The down-regulated proteins were enriched in the categories of ribosome, biosynthesis and photosynthesis. At the early stage of PG treatment (12 h, Fig. 11-S2), the proteins associated with the ribosome category were down-regulated, suggesting the inhibition of translation under PG stress. The proteins related to nitrogen metabolism and the biosynthesis of macromolecules, including sesquiterpenoids, triterpenoids, steroids, amino acids and antibiotics, were down-regulated at the intermediate stage (24 h and 48 h, Fig. 11-S3, S4), indicating the inhibition of metabolic processes. Finally, all aspects of photosynthesis, including photosynthesis antenna proteins, and proteins involved in carbon fixation and the pentose phosphate pathway, were down-regulated after 72 h of PG treatment (Fig. 11-S5), indicating the dysfunctioning of the photosynthetic system.
Discussion
In recent years, PGs have attracted much attention for their potential to control harmful algal blooms. Zhang et al. previously isolated and identified a Hahella strain with high algicidal activity against P. globosa, which is implemented through the production of PG27. PG was also reported to have high algicidal activity against M. aeruginosa 26, but further knowledge about its algicidal mechanism is needed. In this study, we explored the algicidal effect and mechanism of PG from Hahella sp. KA22 against M. aeruginosa, and found that M. aeruginosa undergoes programmed cell death (PCD) under PG stress.

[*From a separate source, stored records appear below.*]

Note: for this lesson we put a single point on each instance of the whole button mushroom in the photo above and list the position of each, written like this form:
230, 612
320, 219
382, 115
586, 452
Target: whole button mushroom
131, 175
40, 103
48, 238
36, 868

Previously, PCD was thought to only exist in eukaryotic organisms. However, an increasing body of evidence suggests that PCD also occurs in prokaryotic organisms including Escherichia coli, Anabaena and Trichodesmium 30,31,32,33. Zheng et al. reported that cyanobacteria initiated PCD after being subjected to darkness for five days. TEM observation showed four cell death modes: apoptotic-like, autophagic-like, necrotic-like and autolytic-like34. In M. aeruginosa under PG stress, we observed two cell death modes using TEM and SEM. One is necrotic-like cell death. In this cell death mode, the disruption of cell membranes and the release of cellular contents were observed after exposure to PG. The other mode is apoptotic-like cell death. The budding and formation of apoptotic bodies were observed after algal cells were treated with PG. These results agree with the report by Zheng et al.34 and indicate that PG initiates PCD in M. aeruginosa. Hu et al. also found that cinnamaldehyde-induced PCD occurs in M. aeruginosa 35.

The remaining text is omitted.